谢凛正亲手试窗缝,闻言回头看她一眼。
“这不是麻烦。”他语气不容置疑,“是该做的安置。”
姜荞歌微微一怔。
谢凛又道:“我既答应带你来,便不能叫你住得不明不白。你身子弱,屋子若不收拾妥当,病的是你,耽误的是我。”
她没有再劝,只轻轻点了点头:“我知道了。”
晚间收拾停当时,屋里终于像了样子。
窗缝重新糊过,厚帘垂了下来,炭盆里的火也烧得稳。原本挂在外间的硬弓和兵器都被挪走,只留下一只结实的架子,方便搁药匣与行李。床褥也换了新的,虽不比京中柔软,却比先前那层硬得硌人的好多了。
裴虎等人被谢凛训得灰头土脸,退出去时一个个低眉顺眼,却又不敢露出半分不服。
走到门口,裴虎忍不住压着嗓子同旁边人嘀咕了一句:“将军在前头打仗都没这么细。”
那人也压低声:“废话,前头住的是兵,这里住的是夫人,能一样么?”
姜荞歌坐在内间,隐隐听见了这一句,指尖微微一顿。若换作先前,她大约会因这话脸热。

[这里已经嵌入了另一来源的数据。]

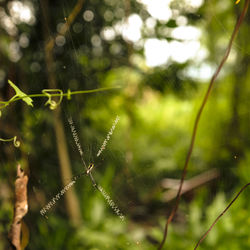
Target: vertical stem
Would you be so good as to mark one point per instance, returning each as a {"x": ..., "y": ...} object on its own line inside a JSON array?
[
  {"x": 198, "y": 116},
  {"x": 72, "y": 203}
]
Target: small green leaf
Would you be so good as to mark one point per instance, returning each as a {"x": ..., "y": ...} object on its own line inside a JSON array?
[{"x": 20, "y": 94}]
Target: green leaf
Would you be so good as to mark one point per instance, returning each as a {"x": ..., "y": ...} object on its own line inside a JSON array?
[{"x": 20, "y": 94}]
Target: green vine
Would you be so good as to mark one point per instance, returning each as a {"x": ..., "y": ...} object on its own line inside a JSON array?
[{"x": 49, "y": 93}]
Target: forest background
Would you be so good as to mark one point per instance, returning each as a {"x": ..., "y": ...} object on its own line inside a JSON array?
[{"x": 156, "y": 59}]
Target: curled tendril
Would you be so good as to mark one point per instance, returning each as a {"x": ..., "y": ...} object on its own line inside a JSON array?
[
  {"x": 2, "y": 106},
  {"x": 52, "y": 104},
  {"x": 14, "y": 139}
]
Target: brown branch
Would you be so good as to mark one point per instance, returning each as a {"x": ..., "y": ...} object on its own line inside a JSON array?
[
  {"x": 72, "y": 203},
  {"x": 188, "y": 185},
  {"x": 235, "y": 31},
  {"x": 21, "y": 208},
  {"x": 224, "y": 211}
]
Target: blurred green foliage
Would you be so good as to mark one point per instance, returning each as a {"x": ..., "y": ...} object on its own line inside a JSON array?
[{"x": 157, "y": 107}]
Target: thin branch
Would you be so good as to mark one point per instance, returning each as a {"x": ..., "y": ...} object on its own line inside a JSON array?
[
  {"x": 21, "y": 208},
  {"x": 211, "y": 84},
  {"x": 188, "y": 185},
  {"x": 224, "y": 211}
]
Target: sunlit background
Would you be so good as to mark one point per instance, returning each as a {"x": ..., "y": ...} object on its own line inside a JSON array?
[{"x": 161, "y": 54}]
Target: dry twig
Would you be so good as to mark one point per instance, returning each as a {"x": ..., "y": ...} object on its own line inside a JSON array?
[
  {"x": 198, "y": 116},
  {"x": 21, "y": 208}
]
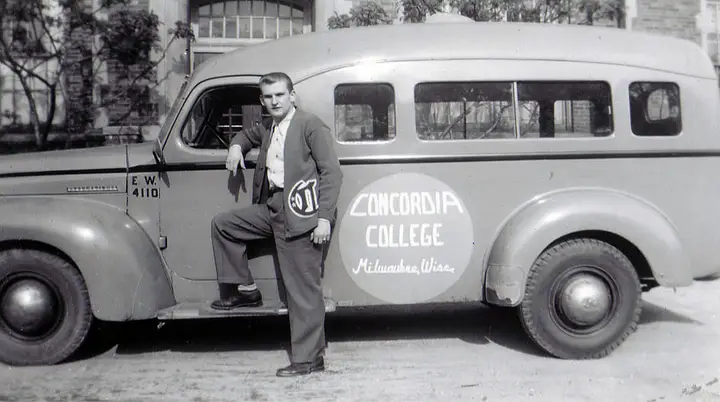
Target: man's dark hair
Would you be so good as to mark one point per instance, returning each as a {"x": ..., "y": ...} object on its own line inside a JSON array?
[{"x": 274, "y": 77}]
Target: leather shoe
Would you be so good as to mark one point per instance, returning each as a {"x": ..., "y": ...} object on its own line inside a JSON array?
[
  {"x": 251, "y": 298},
  {"x": 296, "y": 369}
]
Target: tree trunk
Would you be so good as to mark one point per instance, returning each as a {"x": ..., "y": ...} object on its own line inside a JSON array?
[{"x": 40, "y": 135}]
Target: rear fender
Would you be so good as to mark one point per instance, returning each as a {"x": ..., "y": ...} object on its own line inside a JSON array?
[
  {"x": 535, "y": 226},
  {"x": 122, "y": 268}
]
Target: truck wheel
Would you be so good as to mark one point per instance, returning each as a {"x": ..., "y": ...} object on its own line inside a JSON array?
[
  {"x": 45, "y": 310},
  {"x": 582, "y": 300}
]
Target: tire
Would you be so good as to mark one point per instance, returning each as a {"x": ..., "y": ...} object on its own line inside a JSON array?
[
  {"x": 24, "y": 339},
  {"x": 548, "y": 323}
]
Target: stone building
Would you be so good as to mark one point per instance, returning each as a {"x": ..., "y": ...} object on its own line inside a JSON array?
[{"x": 223, "y": 25}]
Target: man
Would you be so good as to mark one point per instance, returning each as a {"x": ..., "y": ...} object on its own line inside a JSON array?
[{"x": 295, "y": 190}]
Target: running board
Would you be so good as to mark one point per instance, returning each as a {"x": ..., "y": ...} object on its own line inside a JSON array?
[{"x": 192, "y": 310}]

可此刻,她心里却只觉得更清楚了一些。
边城的人对她好奇,也会因谢凛的态度而不敢怠慢她。可这份客气暂时并不属于她自己,而是属于“将军夫人”这个身份。
她若想在这里真正站稳,光靠谢凛护着,是不够的。可眼下她才刚到边城,能做的第一件事,便是先守住分寸,不让谢凛因她被人议论。
谢凛进屋时,手里还端着一碗热汤。
他大约是在外头又巡视了一圈,肩上沾了点夜风与寒气,进门后却先将那碗热汤放到她手边:“先喝。”

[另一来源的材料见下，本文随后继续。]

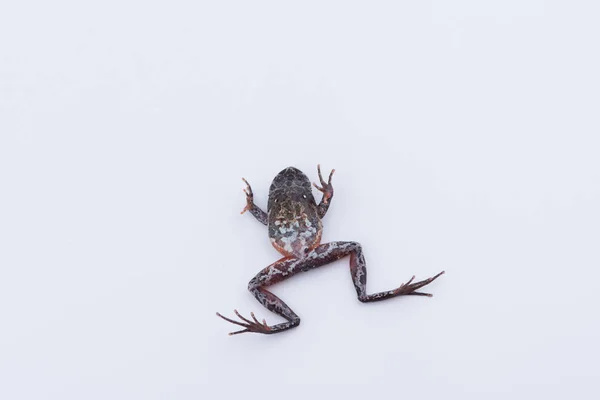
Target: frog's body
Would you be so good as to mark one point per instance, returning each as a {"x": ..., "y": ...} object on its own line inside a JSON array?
[{"x": 294, "y": 223}]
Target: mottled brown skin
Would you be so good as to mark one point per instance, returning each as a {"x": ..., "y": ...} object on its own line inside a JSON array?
[{"x": 294, "y": 223}]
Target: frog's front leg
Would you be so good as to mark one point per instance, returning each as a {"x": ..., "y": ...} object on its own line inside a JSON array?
[
  {"x": 259, "y": 214},
  {"x": 327, "y": 189}
]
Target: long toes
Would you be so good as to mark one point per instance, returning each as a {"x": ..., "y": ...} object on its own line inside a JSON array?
[
  {"x": 238, "y": 332},
  {"x": 241, "y": 317},
  {"x": 232, "y": 321}
]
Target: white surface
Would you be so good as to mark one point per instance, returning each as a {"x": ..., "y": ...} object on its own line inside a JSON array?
[{"x": 465, "y": 135}]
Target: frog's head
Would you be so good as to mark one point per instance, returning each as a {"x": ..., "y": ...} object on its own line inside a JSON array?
[{"x": 290, "y": 186}]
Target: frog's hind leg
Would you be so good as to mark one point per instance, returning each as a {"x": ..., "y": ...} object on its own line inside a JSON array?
[
  {"x": 321, "y": 255},
  {"x": 272, "y": 274},
  {"x": 358, "y": 269}
]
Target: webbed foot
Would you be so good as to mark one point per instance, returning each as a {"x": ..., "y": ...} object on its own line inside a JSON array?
[
  {"x": 250, "y": 326},
  {"x": 410, "y": 288},
  {"x": 249, "y": 197},
  {"x": 326, "y": 188}
]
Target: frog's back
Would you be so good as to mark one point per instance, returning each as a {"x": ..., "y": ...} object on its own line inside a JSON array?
[{"x": 294, "y": 224}]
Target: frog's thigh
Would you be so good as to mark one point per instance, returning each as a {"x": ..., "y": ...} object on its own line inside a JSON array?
[{"x": 289, "y": 266}]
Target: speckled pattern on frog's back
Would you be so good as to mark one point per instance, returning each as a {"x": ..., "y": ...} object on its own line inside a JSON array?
[{"x": 294, "y": 224}]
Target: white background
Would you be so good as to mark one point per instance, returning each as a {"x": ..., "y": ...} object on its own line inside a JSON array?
[{"x": 465, "y": 135}]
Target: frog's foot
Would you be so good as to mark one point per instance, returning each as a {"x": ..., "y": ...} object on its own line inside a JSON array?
[
  {"x": 410, "y": 288},
  {"x": 325, "y": 187},
  {"x": 250, "y": 326},
  {"x": 249, "y": 197}
]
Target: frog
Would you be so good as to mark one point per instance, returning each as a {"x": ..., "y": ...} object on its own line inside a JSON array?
[{"x": 294, "y": 223}]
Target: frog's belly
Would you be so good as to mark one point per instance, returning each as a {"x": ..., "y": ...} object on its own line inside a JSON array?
[{"x": 296, "y": 242}]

姜荞歌抬头看他。他神色仍旧冷硬,眉眼间还带着未散的军务疲色。今日从入城到安置,许多事其实都压在他身上。她原本以为,他带自己来边城,不过是多了一桩要照看的麻烦;可如今看着他将那些规矩一条条落下,才明白他不是随口答应,也不是一时心软。
他是真的把“带她来”这件事,放进了自己的责任里。
姜荞歌端起热汤,轻轻喝了一口。汤里放了姜丝,入口有些辛,顺着喉咙落下去,很快便暖了胃。她捧着碗,过了好一会儿,才轻声道:“将军今日在他们面前那样护着我,会不会叫人觉得……你太纵着我了?”
谢凛闻言,看了她一眼。
谢凛在一旁坐下,解下佩刀放到手边:“人是我带来的,自然要护住。住处、炭火、药炉,这些本就是该安排的事。若连这点都做不好,才叫人看笑话。”
他说到这里,又看向她,眉眼依旧沉冷:“至于旁人怎么想,不必你替我操心。”
姜荞歌低下眼,轻轻道:“我不是想替将军操心,只是怕自己才刚来,便让他们觉得我事多。”
谢凛沉默片刻。他看着她捧着汤碗的手。那双手仍旧细白,指尖被热汤熏出一点浅浅的红。她坐在这间刚收拾好的屋子里,肩背挺得很直,像是努力让自己看起来不那么娇弱。
可她分明已经很累了。从京城到边城,一路车马、惊险、雷夜、旧道、风寒,她撑到现在,脸色仍旧不大好。偏偏到了这时候,担心的不是自己住得冷不冷,而是怕旁人觉得她事多,怕他被议论。
谢凛心里忽然有些发闷。
“姜荞歌。”他开口。
她抬眼看他。
谢凛道:“我带你来,不是让你讨他们喜欢。”
姜荞歌怔住,谢凛语气还是冷硬的:“他们觉得你好也好,觉得你娇气也好,不要紧。你不必一来就想着怎么让所有人都满意。”
姜荞歌捧着汤碗,指尖微微收紧,这话落进她心里,像轻轻碰到了什么。
她从前在姜家,所有人都疼她,所有人也都小心翼翼地看着她。她怕自己病得太频繁叫父母忧心,也怕自己嫁到谢家后给谢凛添麻烦。一路北上,她一直想证明自己不是累赘,不是不知分寸的人。
可谢凛此刻却说,她不必讨所有人喜欢。